When Alita Aldridge got a call from her mother accusing her grandson of taking money and stealing her food, she, too, knew something was wrong. Her mother had always been loving and rarely raised her voice. Suddenly, expletives peppered her outbursts.

Though their symptoms were different, both women's parents were ultimately diagnosed with Alzheimer's disease, a brain-wasting illness that afflicts 5.4 million people in the USA, destroying memory, thinking and personality. It also takes a heavy toll on caregivers. The Frosts got a quick diagnosis and started mapping out their future. But Aldridge says her mother's condition went undetected for several years, and the personality changes distanced her from her family and finally landed her in the emergency room.

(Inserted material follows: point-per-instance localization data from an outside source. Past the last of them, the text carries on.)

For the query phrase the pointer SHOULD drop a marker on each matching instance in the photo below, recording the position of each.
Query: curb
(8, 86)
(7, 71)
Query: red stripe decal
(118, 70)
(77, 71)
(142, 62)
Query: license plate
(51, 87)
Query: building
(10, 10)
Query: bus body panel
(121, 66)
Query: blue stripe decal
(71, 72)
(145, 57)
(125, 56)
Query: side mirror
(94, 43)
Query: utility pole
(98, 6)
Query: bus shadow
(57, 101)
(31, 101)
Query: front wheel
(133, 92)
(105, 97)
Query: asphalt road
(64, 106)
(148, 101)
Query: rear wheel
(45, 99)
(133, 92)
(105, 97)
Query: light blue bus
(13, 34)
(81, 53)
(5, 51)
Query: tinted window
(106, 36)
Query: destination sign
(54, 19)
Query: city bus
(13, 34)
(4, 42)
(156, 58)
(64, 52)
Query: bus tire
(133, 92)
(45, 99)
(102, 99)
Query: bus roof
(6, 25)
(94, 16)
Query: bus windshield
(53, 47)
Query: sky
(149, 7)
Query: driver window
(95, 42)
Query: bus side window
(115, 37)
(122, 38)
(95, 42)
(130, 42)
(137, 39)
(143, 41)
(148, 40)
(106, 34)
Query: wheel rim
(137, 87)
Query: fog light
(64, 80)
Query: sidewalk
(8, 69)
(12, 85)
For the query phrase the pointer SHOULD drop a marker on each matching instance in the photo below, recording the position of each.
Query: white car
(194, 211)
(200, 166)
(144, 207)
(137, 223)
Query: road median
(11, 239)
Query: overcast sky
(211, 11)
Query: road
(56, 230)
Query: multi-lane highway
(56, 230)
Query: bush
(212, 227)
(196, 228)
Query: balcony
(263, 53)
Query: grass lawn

"I didn't know very much about Alzheimer's disease," she says. "I thought memory was affected, but I didn't think personality was. My mother's personality had changed. We even went to a doctor who said my mother was fine. What were we supposed to do at that point?"

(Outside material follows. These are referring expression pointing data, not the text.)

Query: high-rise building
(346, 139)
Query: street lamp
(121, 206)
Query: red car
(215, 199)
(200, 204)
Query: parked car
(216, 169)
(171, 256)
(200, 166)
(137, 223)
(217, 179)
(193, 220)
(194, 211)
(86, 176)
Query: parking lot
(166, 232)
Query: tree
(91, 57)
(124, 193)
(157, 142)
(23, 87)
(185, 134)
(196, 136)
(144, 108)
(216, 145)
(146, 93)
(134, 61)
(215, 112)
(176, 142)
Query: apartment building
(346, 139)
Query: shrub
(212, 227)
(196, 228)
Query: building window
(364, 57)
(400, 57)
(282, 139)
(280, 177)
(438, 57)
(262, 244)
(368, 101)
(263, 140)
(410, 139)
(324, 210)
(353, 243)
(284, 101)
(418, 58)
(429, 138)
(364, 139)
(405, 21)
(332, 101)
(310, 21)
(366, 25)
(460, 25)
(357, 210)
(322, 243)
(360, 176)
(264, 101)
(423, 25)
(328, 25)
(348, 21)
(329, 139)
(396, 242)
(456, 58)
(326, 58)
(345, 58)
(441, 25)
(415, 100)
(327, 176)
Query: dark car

Starting Sunday, researchers at the Alzheimer's Association International Conference 2012 in Vancouver, Canada, will discuss new findings on early warning signs to evaluate cognitive function sooner and on new therapies that might slow the disease's progression. The conference is expected to draw 5,000 researchers from around the world, and it follows the U.S. government's announcement in May of an ambitious plan to increase awareness and find a way to prevent the disease by 2025. Nearly half of those 85 and older have it, and the number is expected to be 16 million by 2050.

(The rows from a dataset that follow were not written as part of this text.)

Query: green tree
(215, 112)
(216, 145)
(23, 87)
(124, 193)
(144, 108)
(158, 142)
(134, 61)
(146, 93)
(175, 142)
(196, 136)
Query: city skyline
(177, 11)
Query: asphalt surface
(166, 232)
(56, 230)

Alzheimer's is the second-most-feared disease - behind only cancer, says Beth Kallmyer, vice president of constituent services for the Alzheimer's Association. Even though there is no cure, early diagnosis is the ticket, she says: People can treat symptoms and plan for their future while they're still able. "People can also check that bucket list," she says, and "maybe reprioritize."

Karen Frost, 44, says she and her siblings noticed their father, Bill, had been losing bits of vocabulary for several years. Part of normal aging, they thought. But when he got lost in the hospital five years ago, the family headed to experts for an answer.